In the case of Wilson Fisk, both things happened. The Kingpin of Crime started life in the comics as a real also-ran Spider-Man villain, whose most memorable features included wearing a double-breasted jacket and looking kind of like Sydney Greenstreet. He had a cane with a laser in it sometimes. Loving crime didn’t set him apart from other supervillains, and “criminal mastermind” isn’t the sort of superpower that keeps the kids tuning in. He was nobody’s favorite.
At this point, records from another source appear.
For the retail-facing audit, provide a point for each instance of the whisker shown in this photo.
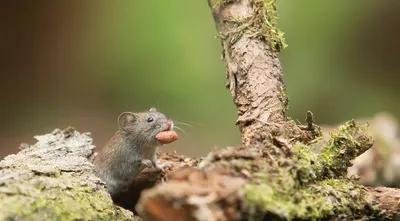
(178, 122)
(180, 129)
(192, 122)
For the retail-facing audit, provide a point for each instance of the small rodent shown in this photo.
(132, 148)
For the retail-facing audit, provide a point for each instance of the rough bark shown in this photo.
(274, 175)
(53, 180)
(253, 70)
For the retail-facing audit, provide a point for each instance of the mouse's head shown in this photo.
(143, 127)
Then a young, not-yet-a-gigantic-bummer Frank Miller came along and took over a run of Daredevil comics, introducing grim, thoughtful reconsiderations of characters who’d spent the last 20 years providing insulation for comic book shelves. His Kingpin was quieter. He didn’t waste time with melodrama. When he learned Matt Murdock’s secret identity, he didn’t commission a suit of plasma armor and show up at the law office to challenge his nemesis to a duel. He used his connections to have Murdock audited by the IRS and kicked out of his apartment.
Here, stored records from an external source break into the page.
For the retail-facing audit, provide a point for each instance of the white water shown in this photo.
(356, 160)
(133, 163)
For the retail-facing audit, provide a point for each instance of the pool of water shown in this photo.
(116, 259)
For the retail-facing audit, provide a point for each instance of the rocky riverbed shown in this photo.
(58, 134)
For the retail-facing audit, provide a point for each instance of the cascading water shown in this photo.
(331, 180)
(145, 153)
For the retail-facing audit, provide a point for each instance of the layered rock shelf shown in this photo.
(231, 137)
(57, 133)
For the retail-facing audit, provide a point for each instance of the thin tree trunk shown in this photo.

And that’s the version of Wilson Fisk that we got in the MCU. Like Miller’s Fisk, he doesn’t jump at the chance to gloat and twirl his mustache. He manipulates, sometimes for decades, to get what he wants out of people.
So much of what works about Fisk is thanks to the show-stealing, surgical performances turned in by Vincent D’Onofrio. Across three series, the character’s writing has been on point more often than not, but even on the off days, the instability that D’Onofrio brings to the role has made him one of the most quietly unsettling forces on television. Like a sedated, physically imposing Nicolas Cage, he gestures strangely, looks around uncomfortably, letting you know at your core that something terrible is about to happen without ever giving a hint as to what that might be.
With Echo in the rearview and the Kang saga in disarray, Wilson Fisk is set up to become one of the most important figures in the MCU moving forward. Rumors have been making the rounds that he’s the franchise’s next Big Bad – the street-level Thanos that fans expected from The Defenders. D’Onofrio has said for years that he wants to see his character go head-to-head with the studio’s A-listers. We should be so lucky.